Langflow's file upload endpoint (POST /api/v2/files/) is vulnerable to arbitrary file write (a type of attack that lets attackers save files anywhere on a server) because it doesn't properly validate filenames from multipart requests. Attackers who are logged in can use directory traversal characters (like "../") in filenames to write files outside the intended directory, potentially achieving RCE (remote code execution, where attackers can run commands on the server).
Claude Code had a security flaw where it would read settings from a file (`.claude/settings.json`) that could be controlled by someone creating a malicious repository, allowing them to bypass the workspace trust dialog (a security prompt that asks for permission before running code). This meant an attacker could trick users into running code without their knowledge or consent. The vulnerability has been patched.
MLflow, a machine learning platform, has a vulnerability (CVE-2025-15031) in how it extracts model files from compressed archives. The issue is that the software uses `tarfile.extractall` (a Python function that unpacks compressed tar files) without checking whether file paths are safe, allowing attackers to use specially crafted archives with `..` (parent directory references) or absolute paths to write files outside the intended folder. This could let attackers overwrite files or execute malicious code, especially in shared environments or when processing untrusted model files.

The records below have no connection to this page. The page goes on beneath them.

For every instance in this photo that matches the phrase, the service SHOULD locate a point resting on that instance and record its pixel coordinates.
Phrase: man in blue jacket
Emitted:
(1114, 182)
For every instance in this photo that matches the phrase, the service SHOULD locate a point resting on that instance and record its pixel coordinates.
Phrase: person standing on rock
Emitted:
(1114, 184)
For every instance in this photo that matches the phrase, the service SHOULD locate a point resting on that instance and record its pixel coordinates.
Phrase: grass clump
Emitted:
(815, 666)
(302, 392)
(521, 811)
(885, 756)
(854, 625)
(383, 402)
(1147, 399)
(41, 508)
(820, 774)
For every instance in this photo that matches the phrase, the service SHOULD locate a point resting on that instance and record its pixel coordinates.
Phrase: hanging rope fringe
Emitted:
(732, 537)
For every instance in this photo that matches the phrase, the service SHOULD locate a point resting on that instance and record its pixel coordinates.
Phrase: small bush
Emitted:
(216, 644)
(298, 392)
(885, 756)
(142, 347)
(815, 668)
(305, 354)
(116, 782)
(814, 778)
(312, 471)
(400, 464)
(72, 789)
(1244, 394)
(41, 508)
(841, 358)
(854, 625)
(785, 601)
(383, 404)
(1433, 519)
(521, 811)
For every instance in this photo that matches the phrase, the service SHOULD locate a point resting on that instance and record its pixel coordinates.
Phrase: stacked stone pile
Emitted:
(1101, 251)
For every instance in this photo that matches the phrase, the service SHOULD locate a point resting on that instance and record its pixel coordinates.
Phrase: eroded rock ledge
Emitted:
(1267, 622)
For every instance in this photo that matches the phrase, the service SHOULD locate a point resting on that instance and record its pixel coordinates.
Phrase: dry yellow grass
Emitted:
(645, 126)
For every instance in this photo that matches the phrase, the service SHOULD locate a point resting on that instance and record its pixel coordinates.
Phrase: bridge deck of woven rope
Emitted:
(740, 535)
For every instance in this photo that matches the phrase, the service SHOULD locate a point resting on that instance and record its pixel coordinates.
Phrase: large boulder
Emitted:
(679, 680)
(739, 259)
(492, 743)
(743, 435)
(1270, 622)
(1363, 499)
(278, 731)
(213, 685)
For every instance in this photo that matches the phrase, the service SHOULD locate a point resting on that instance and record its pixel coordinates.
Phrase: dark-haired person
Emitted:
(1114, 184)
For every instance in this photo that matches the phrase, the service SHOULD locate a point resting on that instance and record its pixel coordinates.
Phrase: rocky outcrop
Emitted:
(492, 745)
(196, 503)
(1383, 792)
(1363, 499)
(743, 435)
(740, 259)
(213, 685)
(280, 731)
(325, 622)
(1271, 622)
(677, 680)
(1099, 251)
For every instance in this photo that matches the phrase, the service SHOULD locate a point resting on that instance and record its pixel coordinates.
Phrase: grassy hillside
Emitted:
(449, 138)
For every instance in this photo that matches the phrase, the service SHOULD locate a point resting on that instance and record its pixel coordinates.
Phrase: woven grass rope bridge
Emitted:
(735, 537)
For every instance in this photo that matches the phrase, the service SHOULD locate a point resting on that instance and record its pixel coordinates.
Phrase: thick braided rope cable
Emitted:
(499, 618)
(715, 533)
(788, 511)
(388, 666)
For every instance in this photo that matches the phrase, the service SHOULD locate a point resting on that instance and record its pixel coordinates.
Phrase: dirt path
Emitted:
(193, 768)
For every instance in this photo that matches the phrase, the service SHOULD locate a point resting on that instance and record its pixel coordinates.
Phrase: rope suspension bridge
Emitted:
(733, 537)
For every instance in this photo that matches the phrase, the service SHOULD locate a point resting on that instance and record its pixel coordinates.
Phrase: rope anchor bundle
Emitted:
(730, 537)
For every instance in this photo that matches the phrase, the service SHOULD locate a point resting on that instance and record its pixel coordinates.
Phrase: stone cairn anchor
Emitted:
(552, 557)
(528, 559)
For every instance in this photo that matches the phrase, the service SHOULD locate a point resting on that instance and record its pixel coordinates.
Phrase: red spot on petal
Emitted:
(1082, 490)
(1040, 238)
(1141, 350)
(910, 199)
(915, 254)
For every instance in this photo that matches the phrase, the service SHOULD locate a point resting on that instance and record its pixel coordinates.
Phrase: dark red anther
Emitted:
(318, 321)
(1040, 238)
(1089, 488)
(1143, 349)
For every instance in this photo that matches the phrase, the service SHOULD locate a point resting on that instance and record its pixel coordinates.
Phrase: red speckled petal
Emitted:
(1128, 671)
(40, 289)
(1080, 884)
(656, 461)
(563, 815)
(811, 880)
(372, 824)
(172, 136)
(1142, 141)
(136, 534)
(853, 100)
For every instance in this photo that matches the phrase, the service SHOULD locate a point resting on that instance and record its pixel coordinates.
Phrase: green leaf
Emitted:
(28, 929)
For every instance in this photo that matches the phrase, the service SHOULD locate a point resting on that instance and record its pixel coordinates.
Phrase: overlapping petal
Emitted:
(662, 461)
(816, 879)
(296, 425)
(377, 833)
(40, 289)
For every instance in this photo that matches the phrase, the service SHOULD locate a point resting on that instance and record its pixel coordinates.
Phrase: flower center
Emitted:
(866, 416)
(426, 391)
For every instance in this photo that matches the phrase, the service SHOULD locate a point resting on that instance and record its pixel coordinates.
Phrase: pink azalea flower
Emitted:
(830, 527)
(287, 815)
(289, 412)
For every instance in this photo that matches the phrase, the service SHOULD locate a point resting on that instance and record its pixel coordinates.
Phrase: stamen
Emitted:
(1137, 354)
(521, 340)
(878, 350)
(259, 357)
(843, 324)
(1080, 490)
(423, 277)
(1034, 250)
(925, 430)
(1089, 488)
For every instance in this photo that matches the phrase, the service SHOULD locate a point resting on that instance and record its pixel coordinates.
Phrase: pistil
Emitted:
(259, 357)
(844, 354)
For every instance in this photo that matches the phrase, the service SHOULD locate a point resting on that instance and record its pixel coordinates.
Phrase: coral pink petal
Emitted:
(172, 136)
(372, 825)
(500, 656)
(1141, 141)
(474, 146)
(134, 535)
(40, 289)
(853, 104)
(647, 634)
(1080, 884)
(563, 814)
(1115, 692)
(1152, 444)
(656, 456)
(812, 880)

Mesop contains a critical vulnerability in its testing module where a `/exec-py` route accepts Python code without any authentication checks and executes it directly on the server. This allows anyone who can send an HTTP request to the endpoint to run arbitrary commands on the machine hosting the application, a flaw known as unauthenticated remote code execution (RCE, where an attacker runs commands on a system they don't own).
Mesop has a path traversal vulnerability (a technique where an attacker uses sequences like `../` to escape intended directory boundaries) in its file-based session backend that allows attackers to read, write, or delete arbitrary files on the server by crafting malicious `state_token` values in messages sent to the `/ui` endpoint. This can crash the application or give attackers unauthorized access to system files.
The h3 library has a vulnerability in its Server-Sent Events (SSE, a protocol for pushing real-time messages from a server to connected clients) implementation where newline characters in message fields are not removed before being sent. An attacker who controls any message field (id, event, data, or comment) can inject newline characters to break the SSE format and trick clients into receiving fake events, potentially forcing aggressive reconnections or manipulating which past events are replayed.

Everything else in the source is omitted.